While I recently read these words to my boys, the grown-up version of this dialogue started playing through my head:
“You should get a new job! You should work more! You should work less!
You should sleep train! You should live “zero waste!”
You should be a room parent! You should stop eating meat!
You should nap, power through, take care of yourself, stop being selfish, lose weight, stay home, put yourself out there!”
It becomes difficult to discern who is even voicing all these shoulds. Did someone actually say that? Even if she was thinking it, SHOULD it matter to me? There’s that word again.
My counselor once suggested I replace my many shoulds with coulds. She said shoulds feel like guilt, while coulds feel like choices. Let’s try it.
I should call the friend I haven’t talked to in ages.
I could call my friend, but my son needs my attention. I would love to connect with her during his nap.
I should throw a Pinterest-worthy birthday party.
I could throw a Pinterest-worthy birthday party, but a cake, balloons and family are just our speed.
I should work more. I’m so behind.
I could work more, but I need to rest so I can be more efficient in catching up.
I should volunteer to lead the neighborhood block party.

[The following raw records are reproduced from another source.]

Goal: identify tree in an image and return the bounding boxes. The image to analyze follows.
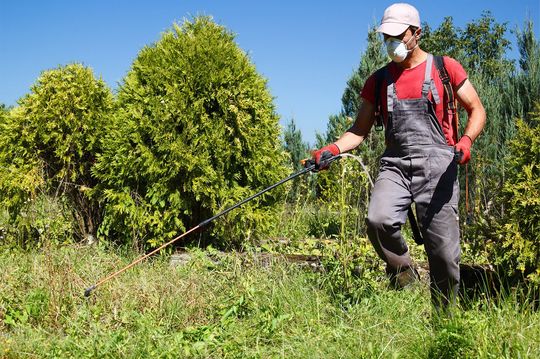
[341,26,388,118]
[95,17,287,250]
[421,16,464,60]
[493,102,540,284]
[283,119,310,202]
[0,64,113,245]
[283,118,309,171]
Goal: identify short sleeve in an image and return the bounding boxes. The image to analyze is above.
[444,56,468,88]
[360,74,375,104]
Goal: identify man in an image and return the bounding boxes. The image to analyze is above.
[313,3,486,308]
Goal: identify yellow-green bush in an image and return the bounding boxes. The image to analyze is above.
[95,17,286,250]
[495,103,540,283]
[0,64,113,245]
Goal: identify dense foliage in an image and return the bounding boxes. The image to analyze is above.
[0,64,112,245]
[493,102,540,283]
[94,17,287,246]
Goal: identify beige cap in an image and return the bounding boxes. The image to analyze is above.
[377,3,420,36]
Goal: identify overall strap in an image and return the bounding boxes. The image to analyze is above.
[375,66,386,131]
[385,69,397,118]
[422,54,441,104]
[433,56,459,139]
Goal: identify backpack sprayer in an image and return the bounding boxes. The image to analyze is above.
[84,151,342,297]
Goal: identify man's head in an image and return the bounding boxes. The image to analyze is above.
[377,3,420,37]
[377,3,422,63]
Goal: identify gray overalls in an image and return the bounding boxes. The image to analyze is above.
[367,55,460,306]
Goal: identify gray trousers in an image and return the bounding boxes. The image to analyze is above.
[367,146,460,306]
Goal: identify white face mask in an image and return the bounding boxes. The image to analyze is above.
[385,32,418,63]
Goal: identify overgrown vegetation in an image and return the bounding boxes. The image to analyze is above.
[0,246,540,358]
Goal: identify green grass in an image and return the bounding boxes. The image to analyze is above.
[0,246,540,358]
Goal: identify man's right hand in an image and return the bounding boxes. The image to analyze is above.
[311,143,341,171]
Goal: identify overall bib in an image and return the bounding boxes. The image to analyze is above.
[367,55,460,306]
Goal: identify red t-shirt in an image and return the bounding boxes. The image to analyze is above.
[361,56,467,146]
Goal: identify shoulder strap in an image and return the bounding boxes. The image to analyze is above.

I could volunteer, but I’ve already committed to another role. I’ll pass this time.
This isn’t a shirking of responsibility, nor is it rooted in selfishness. It’s knowing your capacity, saying “no” or “later,” and protecting your time so you can focus on what matters.
It’s pouring of yourself from a full well instead of the dregs of an empty glass. It’s not living under a constant shadow of guilt.
The empowering “could” allows you room to choose, breathe and give yourself grace.